No public proof-of-concept and no in-the-wild reports at disclosure. The risk profile is the worst kind: unauthenticated, cross-tenant, persistent — and one of the four flaws is still in the wild because the upstream tag isn't out. Treat this as a window in which a researcher with the Zafran writeup in hand can replicate the chain.

Action checklist

  1. If you run Dify self-hosted, upgrade to 1.14.2 today. That closes 3 of 4. For CVE-2026-41948, either build from main (the path-traversal fix is merged) or apply a WAF rule blocking .. and URL-encoded traversal sequences (%2e%2e, ..%2f, ..%5c) on requests to the plugin-icon endpoint until the next tag ships.
  2. If you're on Dify Cloud, your fix path is whatever the vendor rolls out — there is no user-side action against CVE-2026-41947 / 41949 / 41950 on a managed multi-tenant instance, and you should ask in writing when the patch was applied to your tenant's data plane and whether your tracing configuration was ever modified by an account other than yours.
  3. Rotate every secret reachable through your Dify applications.

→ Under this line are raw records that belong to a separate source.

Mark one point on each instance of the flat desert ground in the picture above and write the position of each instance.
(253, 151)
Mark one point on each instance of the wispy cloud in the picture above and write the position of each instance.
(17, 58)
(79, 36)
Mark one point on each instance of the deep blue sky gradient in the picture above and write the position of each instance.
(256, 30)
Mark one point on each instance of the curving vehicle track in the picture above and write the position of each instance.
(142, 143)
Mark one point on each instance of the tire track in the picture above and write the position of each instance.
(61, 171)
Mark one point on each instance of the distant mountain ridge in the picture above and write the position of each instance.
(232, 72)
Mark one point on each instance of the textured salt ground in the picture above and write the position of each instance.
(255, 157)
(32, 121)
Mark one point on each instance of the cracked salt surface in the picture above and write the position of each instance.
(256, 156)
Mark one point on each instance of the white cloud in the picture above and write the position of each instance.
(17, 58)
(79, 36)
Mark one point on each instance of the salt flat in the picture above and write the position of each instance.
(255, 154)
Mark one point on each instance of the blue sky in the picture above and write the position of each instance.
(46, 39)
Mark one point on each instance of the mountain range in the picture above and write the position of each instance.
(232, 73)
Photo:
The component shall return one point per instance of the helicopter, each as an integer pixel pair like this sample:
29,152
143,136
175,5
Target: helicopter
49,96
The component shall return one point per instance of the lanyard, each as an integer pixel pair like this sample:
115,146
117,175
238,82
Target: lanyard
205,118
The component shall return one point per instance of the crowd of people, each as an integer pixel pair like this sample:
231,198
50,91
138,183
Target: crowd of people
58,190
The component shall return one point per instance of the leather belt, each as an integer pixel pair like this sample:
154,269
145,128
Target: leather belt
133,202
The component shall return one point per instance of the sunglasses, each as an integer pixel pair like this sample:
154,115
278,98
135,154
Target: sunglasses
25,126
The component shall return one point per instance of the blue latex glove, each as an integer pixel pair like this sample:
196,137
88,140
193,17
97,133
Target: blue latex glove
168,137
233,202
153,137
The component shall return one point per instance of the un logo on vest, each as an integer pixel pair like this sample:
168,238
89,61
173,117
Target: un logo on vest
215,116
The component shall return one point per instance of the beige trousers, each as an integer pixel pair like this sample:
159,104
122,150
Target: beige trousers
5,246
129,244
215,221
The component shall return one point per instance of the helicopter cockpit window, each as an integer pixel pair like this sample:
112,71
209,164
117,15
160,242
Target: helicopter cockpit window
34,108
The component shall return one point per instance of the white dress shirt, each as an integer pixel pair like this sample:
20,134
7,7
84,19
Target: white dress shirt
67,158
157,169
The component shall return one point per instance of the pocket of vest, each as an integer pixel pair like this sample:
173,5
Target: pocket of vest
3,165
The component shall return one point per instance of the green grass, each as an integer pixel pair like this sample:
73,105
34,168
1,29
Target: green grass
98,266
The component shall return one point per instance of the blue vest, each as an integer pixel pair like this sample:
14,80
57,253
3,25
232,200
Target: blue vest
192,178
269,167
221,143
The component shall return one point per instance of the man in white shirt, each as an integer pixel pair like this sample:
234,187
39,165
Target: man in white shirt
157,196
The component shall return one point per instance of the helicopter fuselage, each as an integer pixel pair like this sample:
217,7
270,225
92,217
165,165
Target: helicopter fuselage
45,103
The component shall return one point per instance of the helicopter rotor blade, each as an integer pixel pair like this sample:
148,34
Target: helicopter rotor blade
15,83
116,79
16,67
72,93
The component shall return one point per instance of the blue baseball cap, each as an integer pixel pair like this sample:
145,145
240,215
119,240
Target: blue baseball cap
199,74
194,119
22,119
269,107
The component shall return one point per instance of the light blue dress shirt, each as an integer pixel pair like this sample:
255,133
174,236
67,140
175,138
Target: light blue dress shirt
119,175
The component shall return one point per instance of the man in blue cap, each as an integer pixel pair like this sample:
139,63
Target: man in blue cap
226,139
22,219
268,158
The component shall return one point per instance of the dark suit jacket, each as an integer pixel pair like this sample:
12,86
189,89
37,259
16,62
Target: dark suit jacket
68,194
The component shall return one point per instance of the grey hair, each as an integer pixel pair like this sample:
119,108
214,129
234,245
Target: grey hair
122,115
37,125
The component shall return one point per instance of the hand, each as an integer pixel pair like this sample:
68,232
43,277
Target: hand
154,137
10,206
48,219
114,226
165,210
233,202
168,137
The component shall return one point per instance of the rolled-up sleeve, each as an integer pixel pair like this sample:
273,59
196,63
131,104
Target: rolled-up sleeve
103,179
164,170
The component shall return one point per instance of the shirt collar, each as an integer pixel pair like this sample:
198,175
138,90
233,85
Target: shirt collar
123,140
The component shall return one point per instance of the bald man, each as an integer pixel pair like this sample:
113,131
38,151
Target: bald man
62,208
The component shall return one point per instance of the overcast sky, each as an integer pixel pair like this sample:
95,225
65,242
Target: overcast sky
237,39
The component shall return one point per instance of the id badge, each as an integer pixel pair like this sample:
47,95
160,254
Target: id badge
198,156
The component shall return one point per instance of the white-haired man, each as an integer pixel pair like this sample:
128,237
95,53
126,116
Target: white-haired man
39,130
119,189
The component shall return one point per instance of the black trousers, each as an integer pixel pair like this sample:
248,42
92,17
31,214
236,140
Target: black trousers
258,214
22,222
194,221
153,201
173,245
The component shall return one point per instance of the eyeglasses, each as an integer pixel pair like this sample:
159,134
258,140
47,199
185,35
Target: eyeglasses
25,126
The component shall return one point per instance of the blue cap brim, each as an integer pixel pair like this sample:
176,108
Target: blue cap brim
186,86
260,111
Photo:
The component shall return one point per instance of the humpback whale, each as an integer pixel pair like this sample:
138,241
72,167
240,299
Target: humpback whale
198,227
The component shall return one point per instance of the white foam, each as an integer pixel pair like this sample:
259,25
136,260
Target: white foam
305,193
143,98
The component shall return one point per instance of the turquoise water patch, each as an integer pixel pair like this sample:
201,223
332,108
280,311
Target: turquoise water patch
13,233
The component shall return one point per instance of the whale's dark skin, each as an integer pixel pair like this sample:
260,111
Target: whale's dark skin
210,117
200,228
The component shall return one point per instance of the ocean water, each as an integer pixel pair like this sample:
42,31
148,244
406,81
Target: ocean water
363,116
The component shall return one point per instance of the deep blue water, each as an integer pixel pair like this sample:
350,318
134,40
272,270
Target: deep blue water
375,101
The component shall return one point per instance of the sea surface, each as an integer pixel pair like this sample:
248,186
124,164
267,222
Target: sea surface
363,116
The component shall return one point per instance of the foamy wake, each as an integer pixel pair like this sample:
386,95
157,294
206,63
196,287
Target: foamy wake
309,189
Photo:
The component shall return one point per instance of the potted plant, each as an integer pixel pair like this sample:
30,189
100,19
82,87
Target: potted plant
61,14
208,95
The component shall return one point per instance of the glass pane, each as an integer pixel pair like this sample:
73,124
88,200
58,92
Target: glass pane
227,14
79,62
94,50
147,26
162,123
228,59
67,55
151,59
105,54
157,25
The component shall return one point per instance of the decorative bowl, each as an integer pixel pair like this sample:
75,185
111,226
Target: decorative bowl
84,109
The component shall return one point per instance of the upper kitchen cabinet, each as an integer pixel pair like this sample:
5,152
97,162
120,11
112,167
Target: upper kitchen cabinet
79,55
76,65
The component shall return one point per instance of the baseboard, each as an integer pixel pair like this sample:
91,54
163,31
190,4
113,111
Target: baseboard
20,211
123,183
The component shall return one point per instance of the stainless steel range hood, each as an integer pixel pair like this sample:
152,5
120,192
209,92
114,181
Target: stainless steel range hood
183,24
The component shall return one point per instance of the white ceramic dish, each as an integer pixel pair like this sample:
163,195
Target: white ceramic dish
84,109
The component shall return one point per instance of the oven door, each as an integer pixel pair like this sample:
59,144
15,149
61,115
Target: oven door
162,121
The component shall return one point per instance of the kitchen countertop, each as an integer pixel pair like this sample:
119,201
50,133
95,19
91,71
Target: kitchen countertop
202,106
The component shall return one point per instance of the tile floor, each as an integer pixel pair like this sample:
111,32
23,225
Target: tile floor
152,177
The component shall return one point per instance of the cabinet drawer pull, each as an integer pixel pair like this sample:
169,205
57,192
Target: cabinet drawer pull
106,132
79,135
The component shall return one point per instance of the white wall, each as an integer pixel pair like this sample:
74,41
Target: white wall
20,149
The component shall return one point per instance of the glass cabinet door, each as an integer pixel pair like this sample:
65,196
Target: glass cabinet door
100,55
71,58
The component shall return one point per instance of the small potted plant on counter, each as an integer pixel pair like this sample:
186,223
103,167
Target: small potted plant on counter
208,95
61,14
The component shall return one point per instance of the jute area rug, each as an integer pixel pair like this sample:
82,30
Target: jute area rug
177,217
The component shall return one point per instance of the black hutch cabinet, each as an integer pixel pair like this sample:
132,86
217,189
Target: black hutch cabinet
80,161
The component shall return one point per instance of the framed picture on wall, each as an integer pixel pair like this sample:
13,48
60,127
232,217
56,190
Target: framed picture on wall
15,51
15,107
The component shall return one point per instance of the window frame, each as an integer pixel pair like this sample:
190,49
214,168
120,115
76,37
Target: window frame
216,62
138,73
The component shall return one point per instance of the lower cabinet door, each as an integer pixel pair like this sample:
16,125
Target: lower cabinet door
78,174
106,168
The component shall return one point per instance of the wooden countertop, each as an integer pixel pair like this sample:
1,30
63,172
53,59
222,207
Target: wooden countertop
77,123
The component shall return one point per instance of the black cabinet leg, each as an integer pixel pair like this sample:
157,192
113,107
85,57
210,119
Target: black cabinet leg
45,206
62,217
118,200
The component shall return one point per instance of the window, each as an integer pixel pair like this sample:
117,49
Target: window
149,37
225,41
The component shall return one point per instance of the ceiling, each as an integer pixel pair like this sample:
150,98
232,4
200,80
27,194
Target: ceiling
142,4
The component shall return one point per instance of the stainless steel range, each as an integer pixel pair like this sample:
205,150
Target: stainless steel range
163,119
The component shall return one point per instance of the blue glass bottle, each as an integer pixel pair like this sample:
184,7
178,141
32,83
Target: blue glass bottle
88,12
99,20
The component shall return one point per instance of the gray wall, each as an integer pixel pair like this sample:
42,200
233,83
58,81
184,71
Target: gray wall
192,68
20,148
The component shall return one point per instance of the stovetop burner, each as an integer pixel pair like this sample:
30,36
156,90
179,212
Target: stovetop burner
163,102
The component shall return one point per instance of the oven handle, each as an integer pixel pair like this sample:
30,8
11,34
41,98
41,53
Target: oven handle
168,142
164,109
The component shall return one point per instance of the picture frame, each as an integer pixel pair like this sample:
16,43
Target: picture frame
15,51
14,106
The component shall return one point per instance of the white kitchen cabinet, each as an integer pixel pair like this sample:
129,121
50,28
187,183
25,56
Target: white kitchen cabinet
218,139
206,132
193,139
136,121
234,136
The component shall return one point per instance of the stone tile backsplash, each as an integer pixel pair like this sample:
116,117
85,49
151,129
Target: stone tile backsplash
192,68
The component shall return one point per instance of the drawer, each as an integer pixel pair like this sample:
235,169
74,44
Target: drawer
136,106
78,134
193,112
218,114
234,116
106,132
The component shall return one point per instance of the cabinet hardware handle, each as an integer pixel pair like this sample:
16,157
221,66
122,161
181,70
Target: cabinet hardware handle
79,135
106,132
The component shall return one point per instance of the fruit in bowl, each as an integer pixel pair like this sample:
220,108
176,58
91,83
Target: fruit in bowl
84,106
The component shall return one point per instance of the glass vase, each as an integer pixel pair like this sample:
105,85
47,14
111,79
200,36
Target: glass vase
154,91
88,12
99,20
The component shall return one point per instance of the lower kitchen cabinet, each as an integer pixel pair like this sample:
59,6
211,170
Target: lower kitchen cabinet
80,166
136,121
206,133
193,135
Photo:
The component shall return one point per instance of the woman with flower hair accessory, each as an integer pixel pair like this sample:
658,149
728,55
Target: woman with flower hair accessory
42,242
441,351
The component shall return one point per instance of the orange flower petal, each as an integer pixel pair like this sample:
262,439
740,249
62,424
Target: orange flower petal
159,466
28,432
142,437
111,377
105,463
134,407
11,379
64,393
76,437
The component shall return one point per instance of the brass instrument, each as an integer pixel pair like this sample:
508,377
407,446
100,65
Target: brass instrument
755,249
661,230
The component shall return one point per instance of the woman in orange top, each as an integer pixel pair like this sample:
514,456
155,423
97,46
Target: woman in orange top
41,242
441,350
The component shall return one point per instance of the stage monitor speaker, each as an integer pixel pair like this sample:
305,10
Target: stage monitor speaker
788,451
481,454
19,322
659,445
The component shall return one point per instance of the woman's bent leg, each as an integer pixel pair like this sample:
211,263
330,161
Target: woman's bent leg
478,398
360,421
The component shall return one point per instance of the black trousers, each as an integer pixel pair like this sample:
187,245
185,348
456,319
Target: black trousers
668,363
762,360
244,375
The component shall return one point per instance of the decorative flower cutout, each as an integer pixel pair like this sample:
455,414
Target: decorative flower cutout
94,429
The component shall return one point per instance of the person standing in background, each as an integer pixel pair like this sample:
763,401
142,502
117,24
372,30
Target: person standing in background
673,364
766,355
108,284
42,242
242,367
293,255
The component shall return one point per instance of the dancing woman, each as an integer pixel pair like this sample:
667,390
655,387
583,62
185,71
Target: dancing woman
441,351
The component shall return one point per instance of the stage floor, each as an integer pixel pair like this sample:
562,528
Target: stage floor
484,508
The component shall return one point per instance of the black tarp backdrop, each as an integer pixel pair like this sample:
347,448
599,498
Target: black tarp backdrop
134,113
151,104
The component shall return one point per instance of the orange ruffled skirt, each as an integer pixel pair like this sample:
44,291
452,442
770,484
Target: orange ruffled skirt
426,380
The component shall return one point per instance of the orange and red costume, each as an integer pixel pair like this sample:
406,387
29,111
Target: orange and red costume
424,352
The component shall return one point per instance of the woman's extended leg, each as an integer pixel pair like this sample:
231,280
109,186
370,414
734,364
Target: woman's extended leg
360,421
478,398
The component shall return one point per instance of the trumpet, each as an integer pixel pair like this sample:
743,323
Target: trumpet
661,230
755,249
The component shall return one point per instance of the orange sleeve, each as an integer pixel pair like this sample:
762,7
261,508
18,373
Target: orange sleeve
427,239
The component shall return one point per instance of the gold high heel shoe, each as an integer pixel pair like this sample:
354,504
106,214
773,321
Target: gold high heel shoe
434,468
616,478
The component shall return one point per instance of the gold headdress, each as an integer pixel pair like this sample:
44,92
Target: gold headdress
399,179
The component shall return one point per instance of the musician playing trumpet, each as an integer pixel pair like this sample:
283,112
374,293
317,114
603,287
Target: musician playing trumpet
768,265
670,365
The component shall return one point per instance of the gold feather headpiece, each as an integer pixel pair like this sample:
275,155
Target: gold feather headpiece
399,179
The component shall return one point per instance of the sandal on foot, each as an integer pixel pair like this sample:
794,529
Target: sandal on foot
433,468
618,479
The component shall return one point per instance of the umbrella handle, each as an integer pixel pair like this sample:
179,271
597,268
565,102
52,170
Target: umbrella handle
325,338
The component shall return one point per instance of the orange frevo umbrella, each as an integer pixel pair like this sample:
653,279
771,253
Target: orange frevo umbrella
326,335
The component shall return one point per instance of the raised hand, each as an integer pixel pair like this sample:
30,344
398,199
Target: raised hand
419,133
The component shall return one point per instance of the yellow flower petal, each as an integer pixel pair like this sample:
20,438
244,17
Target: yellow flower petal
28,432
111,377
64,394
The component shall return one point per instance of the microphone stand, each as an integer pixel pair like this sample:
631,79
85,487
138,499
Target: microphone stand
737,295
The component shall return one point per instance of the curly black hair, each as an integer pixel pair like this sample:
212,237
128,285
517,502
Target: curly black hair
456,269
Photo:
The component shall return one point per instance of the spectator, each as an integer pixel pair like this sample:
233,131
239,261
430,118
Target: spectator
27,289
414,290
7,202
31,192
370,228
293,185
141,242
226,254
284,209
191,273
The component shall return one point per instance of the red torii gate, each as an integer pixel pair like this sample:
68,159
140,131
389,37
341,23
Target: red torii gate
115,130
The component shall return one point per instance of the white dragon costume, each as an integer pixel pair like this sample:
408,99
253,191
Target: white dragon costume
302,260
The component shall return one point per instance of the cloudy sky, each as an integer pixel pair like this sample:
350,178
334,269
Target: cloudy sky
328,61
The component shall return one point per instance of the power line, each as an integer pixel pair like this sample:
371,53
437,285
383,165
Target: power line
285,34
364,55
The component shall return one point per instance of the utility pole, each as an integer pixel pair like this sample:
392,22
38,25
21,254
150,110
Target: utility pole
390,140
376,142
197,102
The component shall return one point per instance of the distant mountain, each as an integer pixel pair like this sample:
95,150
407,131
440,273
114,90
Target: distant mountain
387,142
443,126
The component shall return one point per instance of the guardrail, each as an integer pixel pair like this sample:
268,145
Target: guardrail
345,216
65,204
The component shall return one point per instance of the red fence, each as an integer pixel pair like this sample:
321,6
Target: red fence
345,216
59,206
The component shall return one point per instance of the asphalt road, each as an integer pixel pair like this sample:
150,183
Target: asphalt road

LLM API keys (OpenAI, Anthropic, Azure OpenAI, Bedrock), connector tokens, RAG storage credentials, and any plugin-daemon credentials. The tracing-exfil channel runs silently; you have no way to know whether it was attached during the disclosure window.
  4. Audit your tenant's tracing providers. In the Dify console, every application has a list of registered trace destinations. Anything you don't recognise — particularly endpoints under domains you don't operate — is a presumptive exfiltration channel.
  5. Lock down public exposure. A Dify instance does not need to be reachable from the open internet for most internal deployments. If yours is, the CVE-2026-41948 unauthenticated traversal makes that exposure a much worse trade-off this week than last.

Context

This is the second Dify advisory in a year — the previous, GHSA-6pw4-jqhv-3626 / CVE-2025-43862, was an APP-orchestration access-control flaw fixed in v0.6.8 and tracked back to ~3,894 vulnerable instances on Shodan at the time. The DifyTap chain is the more dangerous follow-up: it's not a misconfiguration on a self-hosted box, it's a defect in the multi-tenant isolation contract itself.

The broader pattern is the one this site has been tracking across Anthropic's claude-code-action repo-takeover chain, the @mastra npm scope hijack, and the marimo CVE-2026-39987 LLM-agent post-exploit primitive: AI application frameworks ship the same authorisation bugs the rest of the web stack shipped a decade ago, but with prompts, model responses, and connector credentials on the wire. The blast radius of a missing tenant check is no longer "another customer's CRM rows" — it's "another customer's entire conversation history with your LLM."